Domestic team information
- 1894: Oxford University

Career statistics
| Competition | First-class |
| Matches | 1 |
| Runs scored | 9 |
| Batting average | 4.50 |
| 100s/50s | –/– |
| Top score | 6 |
| Catches/stumpings | –/– |
- Source: Cricinfo, 16 September 2019

= Micah Barlow =

English first-class cricketer (1873-1936)

Micah Yates Barlow (6 February 1873 – 13 January 1936) was an English first-class cricketer.
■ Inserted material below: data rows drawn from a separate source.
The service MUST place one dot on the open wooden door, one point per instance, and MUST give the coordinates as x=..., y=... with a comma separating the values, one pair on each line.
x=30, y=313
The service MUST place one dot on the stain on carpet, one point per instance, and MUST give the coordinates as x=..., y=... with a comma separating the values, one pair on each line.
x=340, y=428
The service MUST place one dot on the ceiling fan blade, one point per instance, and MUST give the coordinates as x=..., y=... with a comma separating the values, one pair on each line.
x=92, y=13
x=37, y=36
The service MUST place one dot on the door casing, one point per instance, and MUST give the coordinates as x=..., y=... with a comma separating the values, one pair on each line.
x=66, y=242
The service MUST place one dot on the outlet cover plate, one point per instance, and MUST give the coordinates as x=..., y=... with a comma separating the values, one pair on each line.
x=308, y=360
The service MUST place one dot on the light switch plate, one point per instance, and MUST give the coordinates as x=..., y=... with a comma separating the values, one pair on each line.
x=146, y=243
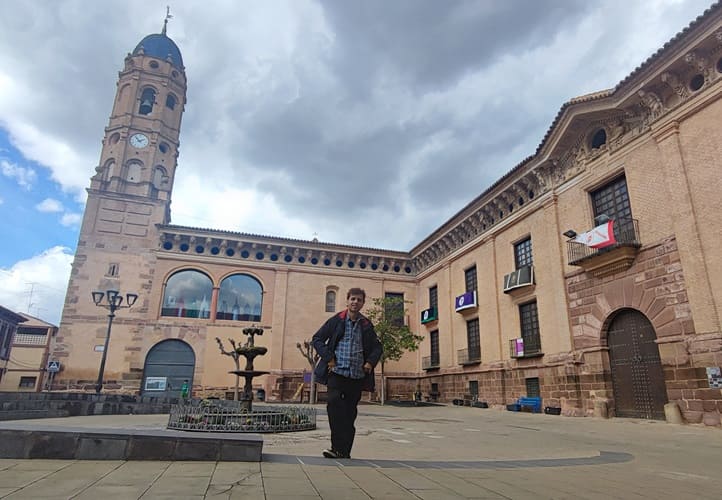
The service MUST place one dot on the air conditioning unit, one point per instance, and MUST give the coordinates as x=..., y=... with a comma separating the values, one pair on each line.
x=524, y=276
x=516, y=347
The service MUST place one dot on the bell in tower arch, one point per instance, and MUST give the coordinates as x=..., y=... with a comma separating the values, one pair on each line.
x=146, y=102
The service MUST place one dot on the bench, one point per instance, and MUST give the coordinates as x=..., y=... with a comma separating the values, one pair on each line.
x=532, y=404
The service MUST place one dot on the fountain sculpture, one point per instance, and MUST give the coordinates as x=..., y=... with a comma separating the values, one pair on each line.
x=217, y=415
x=249, y=351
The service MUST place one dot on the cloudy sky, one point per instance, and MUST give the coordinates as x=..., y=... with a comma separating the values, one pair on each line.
x=360, y=122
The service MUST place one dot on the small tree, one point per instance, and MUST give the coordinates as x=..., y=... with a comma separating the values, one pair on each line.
x=235, y=355
x=387, y=314
x=308, y=352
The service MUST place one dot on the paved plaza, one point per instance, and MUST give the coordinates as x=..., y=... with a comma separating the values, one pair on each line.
x=430, y=453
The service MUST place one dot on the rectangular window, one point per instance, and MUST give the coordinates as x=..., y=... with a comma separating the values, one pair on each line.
x=27, y=382
x=612, y=201
x=6, y=337
x=532, y=387
x=434, y=338
x=395, y=311
x=522, y=254
x=473, y=341
x=474, y=388
x=470, y=278
x=530, y=328
x=434, y=298
x=330, y=301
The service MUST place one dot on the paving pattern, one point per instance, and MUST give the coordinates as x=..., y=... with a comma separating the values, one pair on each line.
x=409, y=453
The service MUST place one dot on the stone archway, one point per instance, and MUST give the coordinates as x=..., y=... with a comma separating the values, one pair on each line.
x=637, y=376
x=168, y=364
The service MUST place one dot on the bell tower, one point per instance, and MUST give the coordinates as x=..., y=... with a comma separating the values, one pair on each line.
x=128, y=197
x=140, y=148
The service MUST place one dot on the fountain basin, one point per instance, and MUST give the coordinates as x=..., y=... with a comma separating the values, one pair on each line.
x=232, y=416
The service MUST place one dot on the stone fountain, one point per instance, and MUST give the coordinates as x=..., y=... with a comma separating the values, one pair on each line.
x=217, y=415
x=249, y=351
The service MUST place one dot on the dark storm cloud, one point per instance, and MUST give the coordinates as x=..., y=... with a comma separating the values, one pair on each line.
x=398, y=112
x=432, y=43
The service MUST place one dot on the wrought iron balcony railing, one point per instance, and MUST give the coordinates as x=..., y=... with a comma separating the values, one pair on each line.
x=469, y=356
x=626, y=234
x=429, y=362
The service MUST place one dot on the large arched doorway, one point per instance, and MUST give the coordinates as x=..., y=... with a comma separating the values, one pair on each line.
x=168, y=364
x=637, y=375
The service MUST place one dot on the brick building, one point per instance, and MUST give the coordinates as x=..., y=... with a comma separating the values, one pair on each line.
x=510, y=298
x=9, y=322
x=26, y=368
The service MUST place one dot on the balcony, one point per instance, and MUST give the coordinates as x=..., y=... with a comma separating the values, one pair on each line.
x=618, y=257
x=469, y=356
x=430, y=362
x=518, y=348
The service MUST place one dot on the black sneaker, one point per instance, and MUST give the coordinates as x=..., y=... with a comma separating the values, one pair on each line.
x=331, y=453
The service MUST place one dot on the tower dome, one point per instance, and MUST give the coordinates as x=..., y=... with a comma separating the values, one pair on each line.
x=162, y=47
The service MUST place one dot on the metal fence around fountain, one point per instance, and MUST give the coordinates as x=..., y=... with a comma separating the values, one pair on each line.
x=231, y=416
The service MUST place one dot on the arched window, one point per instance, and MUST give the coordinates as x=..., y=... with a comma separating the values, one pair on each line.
x=134, y=169
x=240, y=298
x=187, y=295
x=330, y=300
x=147, y=100
x=108, y=170
x=160, y=177
x=170, y=101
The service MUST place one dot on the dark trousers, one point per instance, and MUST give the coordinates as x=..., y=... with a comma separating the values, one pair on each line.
x=342, y=407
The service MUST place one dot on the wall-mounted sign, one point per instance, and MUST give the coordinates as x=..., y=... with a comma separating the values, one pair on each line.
x=518, y=348
x=714, y=377
x=155, y=383
x=428, y=315
x=465, y=301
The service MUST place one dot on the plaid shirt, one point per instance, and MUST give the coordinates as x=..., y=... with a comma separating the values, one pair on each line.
x=349, y=352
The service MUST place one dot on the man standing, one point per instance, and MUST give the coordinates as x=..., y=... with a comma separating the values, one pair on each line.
x=348, y=349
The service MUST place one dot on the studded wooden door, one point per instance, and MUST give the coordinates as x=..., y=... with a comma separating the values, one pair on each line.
x=637, y=376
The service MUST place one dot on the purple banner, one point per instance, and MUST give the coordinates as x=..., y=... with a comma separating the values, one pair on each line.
x=465, y=301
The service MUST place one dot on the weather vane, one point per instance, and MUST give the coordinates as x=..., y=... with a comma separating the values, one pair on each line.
x=167, y=17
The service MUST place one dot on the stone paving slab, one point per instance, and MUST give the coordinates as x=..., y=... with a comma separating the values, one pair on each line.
x=42, y=440
x=409, y=453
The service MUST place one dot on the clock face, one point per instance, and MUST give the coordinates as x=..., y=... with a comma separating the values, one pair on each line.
x=138, y=140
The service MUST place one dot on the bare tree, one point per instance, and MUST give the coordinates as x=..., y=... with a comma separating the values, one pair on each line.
x=307, y=350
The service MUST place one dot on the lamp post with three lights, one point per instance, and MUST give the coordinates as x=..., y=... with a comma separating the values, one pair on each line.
x=111, y=300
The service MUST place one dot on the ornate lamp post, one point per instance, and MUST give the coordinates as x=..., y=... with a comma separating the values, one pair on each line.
x=113, y=301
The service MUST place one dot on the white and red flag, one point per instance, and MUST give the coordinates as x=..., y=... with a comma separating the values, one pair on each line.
x=599, y=237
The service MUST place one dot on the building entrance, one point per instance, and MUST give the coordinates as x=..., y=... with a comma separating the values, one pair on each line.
x=637, y=375
x=168, y=364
The son of Micah Barlow and his wife, Martha Mary Barlow, he was born at Bury in February 1873. He was educated at Harrow School, before going up to University College, Oxford. While studying at Oxford, he made a single appearance in first-class cricket for Oxford University against the Marylebone Cricket Club at Oxford in 1894. Batting twice in the match, he was dismissed in Oxford's first-innings for 3 runs by George Davidson, while in their second-innings he was dismissed for 6 runs by Walter Mead. He did not gain a cricket blue while at Oxford. Barlow later went into business and lived at Scarthwaite Country House at Caton-with-Littledale alongside his wife, Gladys, between 1917-26.

He died in January 1936 at Grange-over-Sands, Lancashire.